Con la primavera llega el cambio de armario y también la apertura de ventanas más allá de los diez segundos invernales contados muy deprisa. Lo justito para que la casa se ventile.
Pero ahora, abro la ventana que da a la fachada y las interiores que dan a uno de los patios de luces de este laberíntico edificio para crear una serpenteante corriente alterna que dura lo que tardo en recordar que la corriente rondará los doce kilómetros por hora y el sonido, caramba, alcanza los mil doscientos.
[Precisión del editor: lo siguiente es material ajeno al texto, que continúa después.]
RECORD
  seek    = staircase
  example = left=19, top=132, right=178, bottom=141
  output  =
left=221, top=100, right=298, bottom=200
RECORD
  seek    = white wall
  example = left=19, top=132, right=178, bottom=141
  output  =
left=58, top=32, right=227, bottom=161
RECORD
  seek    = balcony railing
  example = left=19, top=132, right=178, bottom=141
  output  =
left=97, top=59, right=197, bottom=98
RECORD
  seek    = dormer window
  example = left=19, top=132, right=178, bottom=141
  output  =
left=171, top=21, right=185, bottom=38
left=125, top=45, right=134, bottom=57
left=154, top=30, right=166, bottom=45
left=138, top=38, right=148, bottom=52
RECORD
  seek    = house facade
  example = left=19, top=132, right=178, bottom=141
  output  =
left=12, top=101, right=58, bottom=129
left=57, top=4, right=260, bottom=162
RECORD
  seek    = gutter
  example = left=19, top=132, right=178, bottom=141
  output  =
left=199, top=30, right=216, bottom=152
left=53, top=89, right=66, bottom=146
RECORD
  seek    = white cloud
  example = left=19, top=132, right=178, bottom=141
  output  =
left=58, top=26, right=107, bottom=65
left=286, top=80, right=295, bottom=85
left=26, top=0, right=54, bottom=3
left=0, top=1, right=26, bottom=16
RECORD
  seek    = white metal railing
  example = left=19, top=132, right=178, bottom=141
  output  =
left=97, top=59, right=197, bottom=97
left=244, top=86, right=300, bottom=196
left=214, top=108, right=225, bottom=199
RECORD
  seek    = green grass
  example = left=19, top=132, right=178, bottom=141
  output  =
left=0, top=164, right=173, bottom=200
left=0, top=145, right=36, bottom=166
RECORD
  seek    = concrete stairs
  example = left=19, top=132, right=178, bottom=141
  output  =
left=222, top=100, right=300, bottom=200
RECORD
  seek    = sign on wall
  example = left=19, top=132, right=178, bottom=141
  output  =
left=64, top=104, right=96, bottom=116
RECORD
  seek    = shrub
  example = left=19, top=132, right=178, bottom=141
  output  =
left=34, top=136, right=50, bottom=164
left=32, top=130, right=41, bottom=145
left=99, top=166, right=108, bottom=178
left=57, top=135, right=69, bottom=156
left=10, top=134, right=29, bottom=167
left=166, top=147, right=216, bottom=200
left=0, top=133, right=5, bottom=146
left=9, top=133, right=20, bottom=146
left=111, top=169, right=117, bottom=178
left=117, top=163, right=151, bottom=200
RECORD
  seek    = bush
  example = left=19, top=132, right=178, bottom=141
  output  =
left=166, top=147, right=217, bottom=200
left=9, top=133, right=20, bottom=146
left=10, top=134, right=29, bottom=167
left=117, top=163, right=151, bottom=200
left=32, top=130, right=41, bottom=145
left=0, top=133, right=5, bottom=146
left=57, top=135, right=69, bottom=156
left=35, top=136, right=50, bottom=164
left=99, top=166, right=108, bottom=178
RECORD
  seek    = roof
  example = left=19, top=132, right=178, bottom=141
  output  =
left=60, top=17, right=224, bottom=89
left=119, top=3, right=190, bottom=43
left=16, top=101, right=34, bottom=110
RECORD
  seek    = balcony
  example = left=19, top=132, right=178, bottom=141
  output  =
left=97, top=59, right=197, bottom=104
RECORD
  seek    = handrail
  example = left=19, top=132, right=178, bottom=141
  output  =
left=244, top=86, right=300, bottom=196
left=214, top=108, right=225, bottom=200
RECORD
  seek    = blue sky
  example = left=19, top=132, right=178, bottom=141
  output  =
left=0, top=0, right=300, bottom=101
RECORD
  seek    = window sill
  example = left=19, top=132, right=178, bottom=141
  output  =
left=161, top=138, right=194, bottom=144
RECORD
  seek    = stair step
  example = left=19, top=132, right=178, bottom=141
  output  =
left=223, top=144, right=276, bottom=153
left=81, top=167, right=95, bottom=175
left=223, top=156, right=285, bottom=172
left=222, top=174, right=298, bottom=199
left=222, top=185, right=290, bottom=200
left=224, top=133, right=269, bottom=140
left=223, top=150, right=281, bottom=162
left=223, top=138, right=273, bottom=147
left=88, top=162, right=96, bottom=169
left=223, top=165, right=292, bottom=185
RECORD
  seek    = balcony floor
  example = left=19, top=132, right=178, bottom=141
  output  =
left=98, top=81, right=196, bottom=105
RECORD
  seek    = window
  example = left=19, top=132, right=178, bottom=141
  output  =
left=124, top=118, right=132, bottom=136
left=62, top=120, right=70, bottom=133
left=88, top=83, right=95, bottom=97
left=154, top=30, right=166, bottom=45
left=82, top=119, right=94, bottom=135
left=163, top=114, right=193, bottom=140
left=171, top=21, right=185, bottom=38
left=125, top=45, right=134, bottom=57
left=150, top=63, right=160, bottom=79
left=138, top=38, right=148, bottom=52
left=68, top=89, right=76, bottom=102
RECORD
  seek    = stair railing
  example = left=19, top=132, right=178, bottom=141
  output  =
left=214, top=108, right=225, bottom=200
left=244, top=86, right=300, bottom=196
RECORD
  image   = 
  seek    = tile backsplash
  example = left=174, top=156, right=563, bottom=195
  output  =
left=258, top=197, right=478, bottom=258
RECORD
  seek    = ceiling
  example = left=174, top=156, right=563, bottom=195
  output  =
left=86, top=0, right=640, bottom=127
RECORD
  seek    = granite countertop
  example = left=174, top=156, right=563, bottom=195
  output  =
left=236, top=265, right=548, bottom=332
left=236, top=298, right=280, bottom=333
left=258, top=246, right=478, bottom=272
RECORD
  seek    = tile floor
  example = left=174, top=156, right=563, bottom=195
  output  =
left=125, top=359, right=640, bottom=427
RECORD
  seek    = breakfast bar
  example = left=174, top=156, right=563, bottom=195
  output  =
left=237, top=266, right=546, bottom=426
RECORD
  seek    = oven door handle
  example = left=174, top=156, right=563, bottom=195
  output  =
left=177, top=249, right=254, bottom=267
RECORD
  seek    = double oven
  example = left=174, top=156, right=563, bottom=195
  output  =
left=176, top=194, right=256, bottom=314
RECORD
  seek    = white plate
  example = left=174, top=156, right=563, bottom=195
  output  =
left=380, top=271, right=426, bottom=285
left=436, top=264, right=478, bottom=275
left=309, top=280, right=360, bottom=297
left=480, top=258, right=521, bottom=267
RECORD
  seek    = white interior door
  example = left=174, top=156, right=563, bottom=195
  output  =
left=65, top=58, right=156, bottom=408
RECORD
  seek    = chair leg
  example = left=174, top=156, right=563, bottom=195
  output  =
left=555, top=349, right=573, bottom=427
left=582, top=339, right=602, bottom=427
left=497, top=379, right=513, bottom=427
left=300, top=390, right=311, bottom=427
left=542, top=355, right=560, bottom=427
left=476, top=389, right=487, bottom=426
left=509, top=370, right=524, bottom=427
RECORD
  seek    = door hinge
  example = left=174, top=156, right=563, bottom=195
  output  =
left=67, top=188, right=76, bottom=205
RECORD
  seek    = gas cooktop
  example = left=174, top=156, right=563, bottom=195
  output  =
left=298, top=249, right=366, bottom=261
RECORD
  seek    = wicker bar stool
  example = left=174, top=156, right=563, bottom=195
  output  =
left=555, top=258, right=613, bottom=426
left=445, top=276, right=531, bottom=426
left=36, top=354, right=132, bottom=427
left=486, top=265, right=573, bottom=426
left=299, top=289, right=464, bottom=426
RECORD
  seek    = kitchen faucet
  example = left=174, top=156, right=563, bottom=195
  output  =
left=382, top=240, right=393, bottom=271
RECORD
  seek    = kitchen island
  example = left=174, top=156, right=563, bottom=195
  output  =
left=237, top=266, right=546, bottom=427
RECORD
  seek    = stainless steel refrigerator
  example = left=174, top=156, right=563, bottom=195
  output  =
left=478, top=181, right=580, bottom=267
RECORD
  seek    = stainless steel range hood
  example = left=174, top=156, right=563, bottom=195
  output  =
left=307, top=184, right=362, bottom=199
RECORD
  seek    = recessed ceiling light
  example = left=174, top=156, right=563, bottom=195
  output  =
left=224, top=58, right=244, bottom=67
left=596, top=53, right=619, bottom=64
No compensa. Al menos no desde que he descubierto que, desde la última estación de ventanas abiertas, en algún lugar de este recóndito amasijo vecinal brotó una preadolescente. No sé si se acaba de mudar o es la mutación resultante entre primaveras de la que fuera una dulce niña. Lo que sí sé es que, hasta la fecha, los sonidos de esta comunidad eran la misa televisada los domingos en algún pasillo; las juergas de madrugada, siempre distintas y siempre las mismas de alguno de los alegales alquileres turísticos; la ovación al unísono del gol de algún partido de esos ‘importantes’. O también al unísono, las menciones a la madre del árbitro desalmado que lo anula. Quizá algún polvo con su ruido de somieres y que en el clímax puede ir acompañado del nombre a gritos del artífice de tremendo orgasmo. Siempre siempre extranjero. Qué sé yo… Uh, oh, ah…! I’m coming, Klaus. O Johannes. Nunca un no pares, Manolo. Y ya. Esa es la banda sonora de esta galaxia que rodea mi ventana. O lo era. Hasta ahora, que todo lo ocupa ella y sus lamentos.
¡Pobre criatura! ¿Cómo puede caber en un solo cuerpo tanto sufrimiento?